BOWMAN: There’s an increase in home construction, which was pretty quiet for a couple of years. I’m also seeing more buyers (except for first-time buyers) paying cash for homes.
CARTER: Atlanta has a very strong real estate investor community, which will help to clear the backlog of foreclosures. Short sales, the right foreclosures and affordable new-construction homes, along with historically low interest rates, offer first-time homebuyers a great opportunity in this market.
GUILLEN: The good side is that first-timers and buyers who can now stop renting are able to have homeownership as a possibility. There are county and community down payment assistance programs for those who have a 640 credit score or better. Condo sales are much slower, often affected by high (shares of rental units), which impacts the ability to get a loan.
Lower home prices also offer competition to this condo market, (as condos are typically) lower in price than a home. The plus is that retiring "boomers" may take advantage of this (condo) market. Watch out for problems with high association fee jumps where unpaid vacancies may get prorated to the remaining owner-occupants.
KAMINER: The Atlanta market is fundamentally a good market. Nothing has happened here that will drive away buyers from buying homes. It will come back.

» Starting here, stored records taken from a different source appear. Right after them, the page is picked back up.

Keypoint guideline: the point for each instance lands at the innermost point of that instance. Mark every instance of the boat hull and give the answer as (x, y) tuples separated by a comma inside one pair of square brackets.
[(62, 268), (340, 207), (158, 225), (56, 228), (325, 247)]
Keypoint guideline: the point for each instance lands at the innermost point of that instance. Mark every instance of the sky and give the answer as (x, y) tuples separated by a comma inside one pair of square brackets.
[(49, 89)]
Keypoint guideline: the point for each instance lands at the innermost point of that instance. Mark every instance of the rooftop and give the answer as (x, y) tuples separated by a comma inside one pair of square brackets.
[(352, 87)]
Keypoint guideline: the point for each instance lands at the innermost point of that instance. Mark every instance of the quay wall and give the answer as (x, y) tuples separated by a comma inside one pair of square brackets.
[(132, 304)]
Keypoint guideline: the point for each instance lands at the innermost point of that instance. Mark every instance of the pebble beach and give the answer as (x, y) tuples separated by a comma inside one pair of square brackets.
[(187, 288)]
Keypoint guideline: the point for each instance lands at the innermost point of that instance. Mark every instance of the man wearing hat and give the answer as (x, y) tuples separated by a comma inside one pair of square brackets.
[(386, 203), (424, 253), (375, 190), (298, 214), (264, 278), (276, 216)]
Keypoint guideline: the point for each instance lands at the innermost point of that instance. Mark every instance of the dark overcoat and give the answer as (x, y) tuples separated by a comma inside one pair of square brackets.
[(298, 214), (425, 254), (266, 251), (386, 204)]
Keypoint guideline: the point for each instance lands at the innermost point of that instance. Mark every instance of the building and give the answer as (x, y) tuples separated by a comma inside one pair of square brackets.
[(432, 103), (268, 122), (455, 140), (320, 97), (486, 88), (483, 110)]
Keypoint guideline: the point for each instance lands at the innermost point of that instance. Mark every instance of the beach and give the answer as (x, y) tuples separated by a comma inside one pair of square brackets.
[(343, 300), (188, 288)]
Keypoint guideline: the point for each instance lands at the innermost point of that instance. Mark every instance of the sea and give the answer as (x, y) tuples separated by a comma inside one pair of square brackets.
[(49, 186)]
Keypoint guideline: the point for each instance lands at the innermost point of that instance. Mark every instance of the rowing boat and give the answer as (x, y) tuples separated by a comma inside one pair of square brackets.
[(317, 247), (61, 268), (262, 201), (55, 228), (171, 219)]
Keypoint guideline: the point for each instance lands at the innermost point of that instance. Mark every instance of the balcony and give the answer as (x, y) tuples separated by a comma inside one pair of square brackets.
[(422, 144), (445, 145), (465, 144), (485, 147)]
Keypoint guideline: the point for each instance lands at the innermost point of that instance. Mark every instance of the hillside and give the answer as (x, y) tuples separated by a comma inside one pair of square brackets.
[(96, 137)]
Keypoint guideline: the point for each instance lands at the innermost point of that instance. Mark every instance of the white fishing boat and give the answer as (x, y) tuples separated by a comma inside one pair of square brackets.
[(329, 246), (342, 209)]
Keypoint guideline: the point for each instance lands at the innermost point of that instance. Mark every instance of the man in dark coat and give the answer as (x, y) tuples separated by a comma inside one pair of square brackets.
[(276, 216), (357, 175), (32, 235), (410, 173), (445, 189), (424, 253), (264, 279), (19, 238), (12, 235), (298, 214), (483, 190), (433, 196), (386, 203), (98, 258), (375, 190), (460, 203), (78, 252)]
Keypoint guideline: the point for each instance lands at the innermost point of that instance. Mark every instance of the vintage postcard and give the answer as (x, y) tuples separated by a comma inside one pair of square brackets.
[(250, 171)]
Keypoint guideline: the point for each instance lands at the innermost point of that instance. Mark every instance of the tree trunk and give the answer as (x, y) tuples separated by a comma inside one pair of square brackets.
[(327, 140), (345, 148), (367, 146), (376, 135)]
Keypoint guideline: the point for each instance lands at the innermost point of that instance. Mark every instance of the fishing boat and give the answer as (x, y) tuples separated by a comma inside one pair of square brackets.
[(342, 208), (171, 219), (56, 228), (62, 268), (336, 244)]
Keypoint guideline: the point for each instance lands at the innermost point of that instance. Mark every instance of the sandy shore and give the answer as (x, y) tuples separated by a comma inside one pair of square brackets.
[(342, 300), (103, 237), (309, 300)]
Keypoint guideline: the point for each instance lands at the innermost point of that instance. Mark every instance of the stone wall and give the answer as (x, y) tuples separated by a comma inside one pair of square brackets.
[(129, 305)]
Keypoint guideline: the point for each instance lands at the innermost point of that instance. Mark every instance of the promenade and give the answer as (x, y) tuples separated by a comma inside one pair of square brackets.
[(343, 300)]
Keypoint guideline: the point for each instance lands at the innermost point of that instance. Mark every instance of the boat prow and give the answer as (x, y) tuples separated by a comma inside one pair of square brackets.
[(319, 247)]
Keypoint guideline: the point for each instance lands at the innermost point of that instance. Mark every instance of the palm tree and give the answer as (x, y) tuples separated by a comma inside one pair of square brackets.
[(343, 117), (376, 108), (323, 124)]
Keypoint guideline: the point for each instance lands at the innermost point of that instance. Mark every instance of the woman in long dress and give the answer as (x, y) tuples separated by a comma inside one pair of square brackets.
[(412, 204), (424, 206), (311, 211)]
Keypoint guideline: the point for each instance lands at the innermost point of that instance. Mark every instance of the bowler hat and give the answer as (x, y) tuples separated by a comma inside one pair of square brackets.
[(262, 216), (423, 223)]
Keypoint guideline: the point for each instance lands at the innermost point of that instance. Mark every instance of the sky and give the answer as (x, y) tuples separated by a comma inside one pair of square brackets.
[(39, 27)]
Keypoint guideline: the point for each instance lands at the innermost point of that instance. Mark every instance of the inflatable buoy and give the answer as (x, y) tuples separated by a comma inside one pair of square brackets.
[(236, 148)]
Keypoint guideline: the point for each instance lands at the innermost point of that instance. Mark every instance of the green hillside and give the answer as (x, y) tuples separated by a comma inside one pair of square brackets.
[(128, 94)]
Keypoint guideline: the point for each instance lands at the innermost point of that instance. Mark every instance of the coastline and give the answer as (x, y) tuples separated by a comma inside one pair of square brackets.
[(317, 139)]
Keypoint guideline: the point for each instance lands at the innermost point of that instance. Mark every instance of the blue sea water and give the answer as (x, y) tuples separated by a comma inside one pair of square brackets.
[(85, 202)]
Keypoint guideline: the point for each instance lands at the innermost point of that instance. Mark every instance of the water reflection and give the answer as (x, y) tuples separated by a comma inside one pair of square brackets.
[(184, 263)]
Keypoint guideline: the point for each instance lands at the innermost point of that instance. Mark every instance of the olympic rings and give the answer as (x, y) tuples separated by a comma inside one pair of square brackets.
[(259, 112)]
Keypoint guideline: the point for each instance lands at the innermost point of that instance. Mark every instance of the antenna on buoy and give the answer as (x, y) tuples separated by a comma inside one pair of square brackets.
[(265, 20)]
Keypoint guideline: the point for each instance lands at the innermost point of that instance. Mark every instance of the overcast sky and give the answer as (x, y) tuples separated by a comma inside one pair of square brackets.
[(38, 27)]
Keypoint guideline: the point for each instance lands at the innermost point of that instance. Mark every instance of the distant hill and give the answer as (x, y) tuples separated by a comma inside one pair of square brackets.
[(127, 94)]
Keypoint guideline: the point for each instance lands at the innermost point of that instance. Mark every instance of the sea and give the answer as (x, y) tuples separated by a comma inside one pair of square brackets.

MILLER: Until folks feel secure about their personal financial situation, the market isn’t going to recover. The mortgage industry has overcorrected and become combative. Lenders and banks were bailed out and are sitting on the money. The influence of the Federal Reserve has only complicated the situation and its meddling is a nuisance.
I see a move back toward sensibility; many folks I talk to don’t need all of the bells and whistles that were requested during the boom. I’ve also made it a point to reinforce the idea that a home is an expensive thing; that owners should not expect rapid appreciation and that a good investment portfolio is more than just a home.
Gilbert Mohtes-Chan is a freelance writer in California.